[Grand Défi] Biomédicaments : améliorer les rendements et maîtriser les coûts de production

Les systèmes de santé dépendent de façon croissante d'un accès à des protéines critiques et à forte valeur ajoutée, qui sont souvent d'un coût environnemental élevé et complexes à obtenir de source locale. L’émergence de protéines fonctionnalisées et sur mesure permet une transformation radicale des thérapies, qui s’individualisent et se complexifient. Néanmoins, les coûts de production des nouveaux médicaments biologiques explosent par rapport aux médicaments chimiques. Ces coûts sont par ailleurs très sensibles à la technologie employée et à la taille des lots. En ce qui concerne les thérapies cellulaires et géniques, il s’agit encore aujourd’hui de techniques peu industrialisées et optimisées.
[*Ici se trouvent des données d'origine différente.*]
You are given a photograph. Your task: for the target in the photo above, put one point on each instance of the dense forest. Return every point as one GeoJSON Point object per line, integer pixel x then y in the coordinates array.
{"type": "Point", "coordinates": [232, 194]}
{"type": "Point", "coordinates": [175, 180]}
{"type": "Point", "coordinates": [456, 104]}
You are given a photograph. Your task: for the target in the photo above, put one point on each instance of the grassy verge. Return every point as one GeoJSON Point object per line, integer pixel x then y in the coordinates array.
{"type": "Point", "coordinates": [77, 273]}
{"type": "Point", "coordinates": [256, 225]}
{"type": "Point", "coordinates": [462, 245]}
Pour répondre à ces besoins, des progrès sont nécessaires. C'est la raison d'être de ce Défi.
 

Les systèmes de santé dépendent de façon croissante d'un accès à des protéines et à des médicaments de thérapies innovantes (thérapies cellulaires et thérapies géniques). L’émergence de protéines fonctionnalisées et sur mesure permet une transformation radicale des thérapies, qui s’individualisent et se complexifient. Néanmoins, les coûts de production des nouveaux médicaments biologiques explosent par rapport aux médicaments chimiques. Ces coûts sont par ailleurs très sensibles à la technologie employée, à la taille des lots, notamment vis-à-vis du recyclage ou non des consommables et intrants utilisés, ainsi que des normes en vigueur. En ce qui concerne les thérapies cellulaires et géniques, il s’agit encore aujourd’hui de techniques peu industrialisées et optimisées. Pour répondre à ces besoins, des progrès sont nécessaires. C'est la raison d'être de ce Grand Défi.

Les progrès concerneront aussi bien des innovations dans les domaines des biotechnologies que du numérique et à leurs croisements (modélisation,prédiction, physico-chimie in silico...). Aussi, ils devront principalement aborder les questions inhérentes à l’industrialisation de la production de ces nouvelles formes de médicament. Le défi portera principalement sur la levée de verrous technologiques en matière de bioproduction, à la croisée des sciences dites -omics, de l’information et des procédés de bioproduction industrielle. Le défi visera à optimiser et sécuriser les moyens de production de ces protéines et médicaments de thérapies innovantes, afin de positionner la France en tant que leader sur ces marchés en forte croissance.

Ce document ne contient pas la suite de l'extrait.